Defective Breast Mesh, Acellular Dermal Matrix, and Bioabsorbable Scaffold Injury Attorneys in Collin County: The Definitive Guide for Women and Families

If you are a woman in Collin County who underwent breast reconstruction, a breast lift, or cosmetic augmentation and are now facing unexplained pain, infection, or the total failure of your procedure, you are not alone. Whether your surgery took place at a major medical center in Plano, a specialized surgical suite in Frisco, or a community hospital in McKinney or Allen, the devices used by your surgeon—often described as “internal bras” or “supportive hammocks”—may be at the center of your medical crisis. Many women across North Texas were told these products, including acellular dermal matrix (ADM) like AlloDerm and bioabsorbable scaffolds like GalaFLEX, were the gold standard for support. They were not told that the FDA has never cleared or approved any surgical mesh product specifically for use in breast surgery.

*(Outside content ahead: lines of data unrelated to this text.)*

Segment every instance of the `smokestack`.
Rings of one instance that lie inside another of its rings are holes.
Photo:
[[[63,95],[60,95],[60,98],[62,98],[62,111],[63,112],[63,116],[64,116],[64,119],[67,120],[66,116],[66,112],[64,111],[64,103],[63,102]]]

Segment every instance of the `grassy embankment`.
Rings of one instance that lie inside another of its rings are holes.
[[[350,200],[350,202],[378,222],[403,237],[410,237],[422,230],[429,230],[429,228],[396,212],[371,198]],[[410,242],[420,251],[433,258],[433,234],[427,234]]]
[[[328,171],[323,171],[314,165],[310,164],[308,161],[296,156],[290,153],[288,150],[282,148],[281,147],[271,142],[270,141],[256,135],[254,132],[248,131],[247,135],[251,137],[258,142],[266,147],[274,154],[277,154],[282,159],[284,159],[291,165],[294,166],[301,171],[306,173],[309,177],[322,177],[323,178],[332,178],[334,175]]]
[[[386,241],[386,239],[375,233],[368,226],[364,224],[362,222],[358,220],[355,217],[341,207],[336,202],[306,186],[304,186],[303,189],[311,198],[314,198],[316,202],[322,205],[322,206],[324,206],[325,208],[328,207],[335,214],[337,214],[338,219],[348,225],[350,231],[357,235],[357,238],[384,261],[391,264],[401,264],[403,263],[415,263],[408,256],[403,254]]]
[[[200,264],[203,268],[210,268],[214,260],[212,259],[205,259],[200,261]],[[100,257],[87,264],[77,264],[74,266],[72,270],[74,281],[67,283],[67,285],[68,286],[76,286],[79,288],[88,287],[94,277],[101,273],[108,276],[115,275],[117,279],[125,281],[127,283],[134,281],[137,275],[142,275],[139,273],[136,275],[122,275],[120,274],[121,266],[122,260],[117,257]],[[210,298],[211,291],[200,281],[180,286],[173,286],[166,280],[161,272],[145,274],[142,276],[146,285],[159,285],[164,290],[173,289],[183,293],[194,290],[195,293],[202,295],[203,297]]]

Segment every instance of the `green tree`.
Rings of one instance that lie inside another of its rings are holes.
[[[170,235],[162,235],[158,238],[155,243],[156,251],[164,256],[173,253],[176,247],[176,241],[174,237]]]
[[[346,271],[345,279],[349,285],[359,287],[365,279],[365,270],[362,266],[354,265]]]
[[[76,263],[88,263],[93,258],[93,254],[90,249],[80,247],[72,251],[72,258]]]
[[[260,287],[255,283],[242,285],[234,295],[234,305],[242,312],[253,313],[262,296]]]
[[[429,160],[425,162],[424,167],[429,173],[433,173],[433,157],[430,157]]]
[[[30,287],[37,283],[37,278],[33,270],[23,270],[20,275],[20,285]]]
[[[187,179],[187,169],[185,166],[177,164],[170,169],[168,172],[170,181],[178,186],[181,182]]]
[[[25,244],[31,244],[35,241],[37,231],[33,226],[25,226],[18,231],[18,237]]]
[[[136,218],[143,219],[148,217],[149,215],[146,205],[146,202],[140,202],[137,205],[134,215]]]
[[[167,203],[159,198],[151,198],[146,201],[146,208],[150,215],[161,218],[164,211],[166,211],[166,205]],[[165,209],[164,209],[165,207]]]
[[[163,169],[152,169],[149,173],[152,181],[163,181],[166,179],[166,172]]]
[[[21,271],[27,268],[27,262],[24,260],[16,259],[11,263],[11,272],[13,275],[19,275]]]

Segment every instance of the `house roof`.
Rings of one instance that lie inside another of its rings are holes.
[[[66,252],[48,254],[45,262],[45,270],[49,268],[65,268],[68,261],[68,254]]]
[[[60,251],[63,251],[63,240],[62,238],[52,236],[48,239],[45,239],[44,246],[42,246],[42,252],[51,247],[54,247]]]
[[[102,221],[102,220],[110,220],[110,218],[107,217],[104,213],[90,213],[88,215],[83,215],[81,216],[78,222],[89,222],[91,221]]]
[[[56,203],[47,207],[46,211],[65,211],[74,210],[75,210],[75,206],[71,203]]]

At The Manginello Law Firm, PLLC, operating under the brand Attorney911, we recognize the physical and emotional toll these complications take on women and those who love them. Ralph Manginello has stood as a voice for the injured for twenty-seven years, bringing a level of technical and doctrinal command that generalist personal injury firms cannot match. Our team, including attorney Lupe Peña, understands the specific medical landscape of Collin County. We know that when a reconstruction fails for a cancer survivor in Frisco or an aesthetic procedure leads to chronic inflammation for a mother in McKinney, it is not just a medical complication—it is a life-altering event. We provide the bilingual representation that Collin County’s diverse population requires, ensuring that every woman, including our Spanish-speaking neighbors, has direct access to an attorney who understands her case and her language.

Understanding the Devices Implated in Collin County Breast Surgeries

The products implicated in recent FDA safety communications and ongoing litigation fall into three primary categories: Acellular Dermal Matrix (ADM), Bioabsorbable Scaffolds, and Synthetic Mesh. While they are marketed under various brand names, their purpose is generally the same: to provide additional support to the breast tissue or to house an implant.

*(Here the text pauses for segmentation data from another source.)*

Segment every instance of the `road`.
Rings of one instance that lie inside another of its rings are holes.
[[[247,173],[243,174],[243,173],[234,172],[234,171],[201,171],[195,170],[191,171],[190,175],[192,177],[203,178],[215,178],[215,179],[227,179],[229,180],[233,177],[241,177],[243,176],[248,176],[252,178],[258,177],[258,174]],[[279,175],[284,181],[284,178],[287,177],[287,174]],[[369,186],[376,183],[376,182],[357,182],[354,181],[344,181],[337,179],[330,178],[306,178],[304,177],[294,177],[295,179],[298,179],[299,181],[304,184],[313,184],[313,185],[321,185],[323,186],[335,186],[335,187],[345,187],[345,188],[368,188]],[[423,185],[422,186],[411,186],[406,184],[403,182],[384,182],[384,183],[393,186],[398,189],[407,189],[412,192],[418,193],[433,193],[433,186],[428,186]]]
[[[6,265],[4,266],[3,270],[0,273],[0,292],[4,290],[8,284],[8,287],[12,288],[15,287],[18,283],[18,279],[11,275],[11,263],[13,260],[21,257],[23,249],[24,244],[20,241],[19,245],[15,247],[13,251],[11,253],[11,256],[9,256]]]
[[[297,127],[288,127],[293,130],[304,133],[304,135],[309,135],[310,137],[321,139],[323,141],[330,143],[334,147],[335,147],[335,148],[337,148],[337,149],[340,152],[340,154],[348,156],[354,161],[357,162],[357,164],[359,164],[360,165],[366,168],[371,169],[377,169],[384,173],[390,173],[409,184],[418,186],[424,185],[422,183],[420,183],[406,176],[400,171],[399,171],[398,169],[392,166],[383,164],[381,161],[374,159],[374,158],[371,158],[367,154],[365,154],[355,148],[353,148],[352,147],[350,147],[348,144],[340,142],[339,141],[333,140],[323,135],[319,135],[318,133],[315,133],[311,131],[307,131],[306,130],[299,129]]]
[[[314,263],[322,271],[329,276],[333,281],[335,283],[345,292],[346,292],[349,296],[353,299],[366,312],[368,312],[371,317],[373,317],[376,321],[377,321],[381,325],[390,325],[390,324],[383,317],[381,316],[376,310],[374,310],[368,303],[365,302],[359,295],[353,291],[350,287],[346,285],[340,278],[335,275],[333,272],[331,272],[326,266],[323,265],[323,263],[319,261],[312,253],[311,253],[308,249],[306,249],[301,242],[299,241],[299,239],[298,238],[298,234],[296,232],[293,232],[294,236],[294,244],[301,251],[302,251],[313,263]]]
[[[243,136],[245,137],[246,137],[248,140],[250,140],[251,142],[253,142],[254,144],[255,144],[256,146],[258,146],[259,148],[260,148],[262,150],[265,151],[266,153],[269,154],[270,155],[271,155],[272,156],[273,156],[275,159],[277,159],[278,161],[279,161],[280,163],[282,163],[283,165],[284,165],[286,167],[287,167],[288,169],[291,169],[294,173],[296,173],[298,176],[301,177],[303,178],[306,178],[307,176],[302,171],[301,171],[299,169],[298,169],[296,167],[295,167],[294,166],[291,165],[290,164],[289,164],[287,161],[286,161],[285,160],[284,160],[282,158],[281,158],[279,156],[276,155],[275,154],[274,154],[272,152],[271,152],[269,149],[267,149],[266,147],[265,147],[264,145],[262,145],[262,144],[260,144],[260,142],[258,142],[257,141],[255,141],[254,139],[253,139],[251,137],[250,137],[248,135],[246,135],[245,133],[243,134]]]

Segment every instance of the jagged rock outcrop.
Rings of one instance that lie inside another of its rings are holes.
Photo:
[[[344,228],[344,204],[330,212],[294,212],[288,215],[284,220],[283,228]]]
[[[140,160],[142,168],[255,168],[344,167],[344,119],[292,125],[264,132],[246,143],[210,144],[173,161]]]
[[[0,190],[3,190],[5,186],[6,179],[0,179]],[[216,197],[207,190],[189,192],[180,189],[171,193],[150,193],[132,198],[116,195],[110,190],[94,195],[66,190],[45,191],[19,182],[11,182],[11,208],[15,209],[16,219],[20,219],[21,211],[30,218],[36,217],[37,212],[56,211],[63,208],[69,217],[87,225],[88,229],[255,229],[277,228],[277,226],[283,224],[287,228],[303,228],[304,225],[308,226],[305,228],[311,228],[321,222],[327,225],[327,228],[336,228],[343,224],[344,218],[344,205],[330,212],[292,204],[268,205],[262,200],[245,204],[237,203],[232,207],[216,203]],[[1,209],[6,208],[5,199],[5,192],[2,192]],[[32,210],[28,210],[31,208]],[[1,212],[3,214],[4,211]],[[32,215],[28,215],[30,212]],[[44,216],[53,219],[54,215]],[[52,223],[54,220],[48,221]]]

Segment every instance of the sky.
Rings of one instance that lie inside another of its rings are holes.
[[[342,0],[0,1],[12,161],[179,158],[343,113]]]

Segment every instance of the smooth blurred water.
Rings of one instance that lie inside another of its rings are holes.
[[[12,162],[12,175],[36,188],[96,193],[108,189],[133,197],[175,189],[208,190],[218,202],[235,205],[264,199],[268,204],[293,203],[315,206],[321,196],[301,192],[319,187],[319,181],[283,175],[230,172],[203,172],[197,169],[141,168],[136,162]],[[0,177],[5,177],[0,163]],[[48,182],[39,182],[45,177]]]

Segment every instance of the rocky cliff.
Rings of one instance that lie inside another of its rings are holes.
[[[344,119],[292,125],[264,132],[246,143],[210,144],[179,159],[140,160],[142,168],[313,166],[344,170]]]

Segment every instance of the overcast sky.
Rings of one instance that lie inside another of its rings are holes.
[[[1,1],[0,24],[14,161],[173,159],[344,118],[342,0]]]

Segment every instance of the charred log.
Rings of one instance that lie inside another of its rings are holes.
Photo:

Acellular Dermal Matrix (ADM)

Acellular Dermal Matrix (ADM) is a biologic material derived from human cadaver skin or animal tissue (porcine or bovine). Through a process of decellularization, the “cells” are removed, leaving behind a collagen scaffold. In Collin County surgical practices, ADM is frequently used in “staged” reconstructions where a tissue expander is used before a permanent implant. Common brands include:

• AlloDerm and AlloDerm RTU (Allergan/AbbVie): The most widely used human-derived ADM.
• Strattice (Allergan/AbbVie): A porcine-derived matrix often used for reinforcement.
• FlexHD (MTF Biologics): Named by the FDA in 2021 for having significantly higher complication rates.
• AlloMax (C.R. Bard/Becton Dickinson): Also flagged by the FDA for elevated reoperation and infection rates.

Bioabsorbable and Resorbable Scaffolds

These are synthetic materials designed to be absorbed by your body over time, typically eighteen to twenty-four months. They are marketed as a way to provide temporary support that eventually gives way to your own natural tissue. However, many women in Collin County have found that these products do not Always resorb as promised, leading to palpable edges, chronic fluid collection (seromas), and inflammation.

• GalaFLEX (Becton Dickinson/Galatea Surgical): A scaffold made of poly-4-hydroxybutyrate (P4HB).
• Phasix Mesh (Becton Dickinson/Davol): Also made of P4HB, originally cleared for hernia repair.
• DuraSorb (Integra LifeSciences): A monofilament mesh made of polydioxanone.

Synthetic Surgical Mesh

While less common in modern breast surgery than ADM, some surgeons have used permanent synthetic mesh (polypropylene) off-label. These products were never designed for the delicate environment of breast tissue and frequently lead to extrusion—where the mesh actually weeps through the skin—and permanent disfigurement.

If you are unsure which device was used in your procedure at a Collin County facility, your first step is securing your operative report. Our firm can assist in this process, helping you identify if products like GalaFLEX or FlexHD were used off-label in your body. Call us at 1-888-ATTY-911 for a free, confidential consultation.

Why the FDA Regulatory Failure Matters to Your Case

Many patients in Plano and Frisco are surprised to learn that the “internal bra” mesh used in their bodies was never actually approved by the FDA for breast surgery. Instead, these devices reached the market through the 510(k) clearance pathway. Under 21 USC §360c and 21 CFR Part 807, a manufacturer only has to show that their new device is “substantially equivalent” to a “predicate” device already on the market.

This leads to what we call “predicate creep.” For example, the manufacturer of GalaFLEX cited a surgical suture as one of its predicate devices. A suture is used for closing a wound; a mesh scaffold is used for supporting the entire weight of a breast reconstruction. They are not the same. Yet, because of this regulatory shortcut, products never clinically tested in breast tissue were sold to surgeons across Collin County.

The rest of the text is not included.